Whether you’re in a relationship or riding solo, it’s difficult to escape the love in the air — Valentine’s Day is fast approaching. This translates into romantic date-night deals, gift guides a plenty and an increase in consumer spending. But just how much and on what, exactly?
According to the USA’s National Retail Federation, consumers in love are expected to spend £21.5 billion this Valentine’s Day — up 8% over last year. Even with the cost of living crisis and looming recession, this year’s sales are projected to be one of the highest ever on record. Post-pandemic, consumers want to live life to the fullest, and this means making more memorable life experiences and spending more time with their SOs. All in all it’s going to be a strong Valentine’s Day for retailers.
Interestingly, the NRF stated that out of the 7,616 adults surveyed who don’t plan to celebrate, 28% still plan to mark the occasion. This tells us that mindsets are shifting regarding this February holiday — it's not all about being coupled up anymore. Instead, more and more consumers are celebrating all kinds of relationships and love.
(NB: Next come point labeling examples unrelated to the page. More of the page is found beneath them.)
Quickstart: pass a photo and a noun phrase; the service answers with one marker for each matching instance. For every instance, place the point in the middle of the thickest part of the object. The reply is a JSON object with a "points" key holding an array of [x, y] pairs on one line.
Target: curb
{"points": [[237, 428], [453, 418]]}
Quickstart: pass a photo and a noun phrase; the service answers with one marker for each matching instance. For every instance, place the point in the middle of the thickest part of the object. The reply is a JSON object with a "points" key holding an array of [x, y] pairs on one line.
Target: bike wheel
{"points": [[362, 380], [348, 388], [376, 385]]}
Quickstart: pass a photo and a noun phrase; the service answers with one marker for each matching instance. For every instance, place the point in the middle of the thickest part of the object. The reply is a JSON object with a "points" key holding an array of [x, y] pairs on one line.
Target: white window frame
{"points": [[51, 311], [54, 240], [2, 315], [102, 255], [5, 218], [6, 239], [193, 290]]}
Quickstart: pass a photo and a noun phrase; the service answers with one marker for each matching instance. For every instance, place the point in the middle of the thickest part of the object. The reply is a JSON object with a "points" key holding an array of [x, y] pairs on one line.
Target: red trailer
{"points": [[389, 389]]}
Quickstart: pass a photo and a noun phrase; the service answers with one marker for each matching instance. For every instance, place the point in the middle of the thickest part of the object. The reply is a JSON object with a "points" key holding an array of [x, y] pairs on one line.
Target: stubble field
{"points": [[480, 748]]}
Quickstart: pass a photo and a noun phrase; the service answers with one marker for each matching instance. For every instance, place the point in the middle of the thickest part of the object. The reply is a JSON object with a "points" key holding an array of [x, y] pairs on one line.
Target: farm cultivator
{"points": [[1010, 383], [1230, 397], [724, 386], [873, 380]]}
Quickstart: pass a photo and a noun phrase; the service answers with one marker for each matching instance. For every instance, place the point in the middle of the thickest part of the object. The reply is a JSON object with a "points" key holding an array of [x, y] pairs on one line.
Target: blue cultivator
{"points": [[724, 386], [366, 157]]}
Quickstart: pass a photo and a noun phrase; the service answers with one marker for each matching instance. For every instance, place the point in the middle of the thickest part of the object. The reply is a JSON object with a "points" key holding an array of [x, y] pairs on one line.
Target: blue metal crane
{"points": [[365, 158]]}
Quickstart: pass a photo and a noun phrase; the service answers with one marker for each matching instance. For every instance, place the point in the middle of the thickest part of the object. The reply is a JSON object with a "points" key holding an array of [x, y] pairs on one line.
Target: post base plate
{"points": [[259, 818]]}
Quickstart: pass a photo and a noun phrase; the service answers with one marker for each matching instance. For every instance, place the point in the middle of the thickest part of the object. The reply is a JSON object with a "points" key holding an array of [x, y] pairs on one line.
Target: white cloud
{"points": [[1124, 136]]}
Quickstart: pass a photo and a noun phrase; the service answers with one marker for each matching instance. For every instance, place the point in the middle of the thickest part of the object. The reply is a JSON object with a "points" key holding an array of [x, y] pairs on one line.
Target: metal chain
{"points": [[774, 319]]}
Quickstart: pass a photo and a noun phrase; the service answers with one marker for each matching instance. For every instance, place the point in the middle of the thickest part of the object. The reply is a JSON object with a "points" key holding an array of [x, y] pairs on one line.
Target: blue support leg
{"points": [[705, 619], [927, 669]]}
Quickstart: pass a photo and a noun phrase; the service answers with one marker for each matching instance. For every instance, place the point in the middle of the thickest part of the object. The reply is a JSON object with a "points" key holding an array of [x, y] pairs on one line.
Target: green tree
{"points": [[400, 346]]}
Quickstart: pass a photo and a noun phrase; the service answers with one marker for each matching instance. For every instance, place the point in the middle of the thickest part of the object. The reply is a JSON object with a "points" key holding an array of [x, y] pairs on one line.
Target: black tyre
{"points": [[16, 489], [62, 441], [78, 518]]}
Self-care and self-love have officially entered the consumer conversation: data demonstrates that 11% of men and 12% of women plan to treat themselves this month. Hence why One Hundred Shoreditch has curated 'No Ordinary Love', a unique self-love pop-up shop at the East London hotel, collaborating with brands such as ILOH for sexual health and wellness products (designed by women for women), Miss Crofton for ethically made lingerie, flowers from Sophie Powell, cards from Katie Leamon, fragrance from Vyrao and books from Natalie Lee AKA @stylemesunday.
And then there’s Galentine’s Day, celebrating all things fierce and fabulous about female friendships on February 13th. So if you’re a brand looking to market this month, there are plenty of ways to feel and share the love with your community.
OK, but what are they buying? Ecommerce specialist Bloomreach’s recent research states that this year’s Valentine’s retail sales will see an increased focus on health. Consumers are making wellness and mental health a priority, and so naturally, they want the people they care about to be healthy too. “These trends are in stark contrast to retailers’ customary promotions at this time of the year, which usually centre around Valentine’s Day gifts for a significant other,” states Brian Walker, Bloomreach’s chief strategy officer. This year, retailers would do well to promote products that will enable consumers to fall in love with themselves again.”
And then... there’s the chocolate! Data tells us that the yummy, mostly heart-shaped, confectionery gift came out on top in 2021 and 2022. As does the NRF, which states that the most popular gift choice is candy at 56%, followed by greeting cards at 40% and flowers at 37%. Last year, however, chocolate and candy gifts earned 14% more revenue, but units sold and product views dipped a little. The retail giant goes on to say that GODIVA, Dove and Lindt will be the leading chocolatiers on Valentine’s Day, each selling over 5,000 units in January 2022 — a combined revenue of approximately £370 thousand. However, consumers are also on the hunt for boutique, independent brands, and that 'something special' for their significant other. The opportunity for independent brands to capture this demand is significant.
As well as chocolate’s sweet sentiment, consumer demand suggests jewellery will be a top gift for V-day this year. As per. Another quintessential gift? Flowers. Compared to Valentine’s Day shopping patterns in the past, Amazon’s fresh flowers and plant category’s sales have exceeded expectations: units sold are up 43% with revenue increasing an impressive 84%.
Saying this, consumers are a more conscious bunch than ever before. Sustainability and the environmental ethics of gifts come into purchasing decisions, and this trend has some lovers shunning roses altogether — after a quick look at the environmental impact of a dozen long-stemmed beauties. Instead, they’re buying plants for their partners, dried bouquets, or other kinds of flowers that are in season and do not need to be imported. Ask your florist for snowdrops, cyclamen, narcissi, hyacinths, tulips and winter-flowering blossoms as alternatives to roses. Why not even look into a flower subscription service like Appear Here’s favourite Freddie’s Flowers — another trend seeing an increase year on year for Valentine’s.
Another brand launching with Appear Here in time for the big day is London-based designer and illustrator, Karen Mabon. The brand’s pop-up shop will take over the Great Windmill Street space in Soho, and plans to give away a bouquet of flowers with every purchase — a clever campaign considering the increased price points and potential supply shortage.
At the end of the day, Valentine’s Day may seem like a made-up holiday, specifically designed for corporate greed, however, the continuous bad-news cycle, climate change, cost of living and recent layoffs have left many of us need a little more love and appreciation. V-day is a welcomed distraction and a great excuse to celebrate, don’t you think?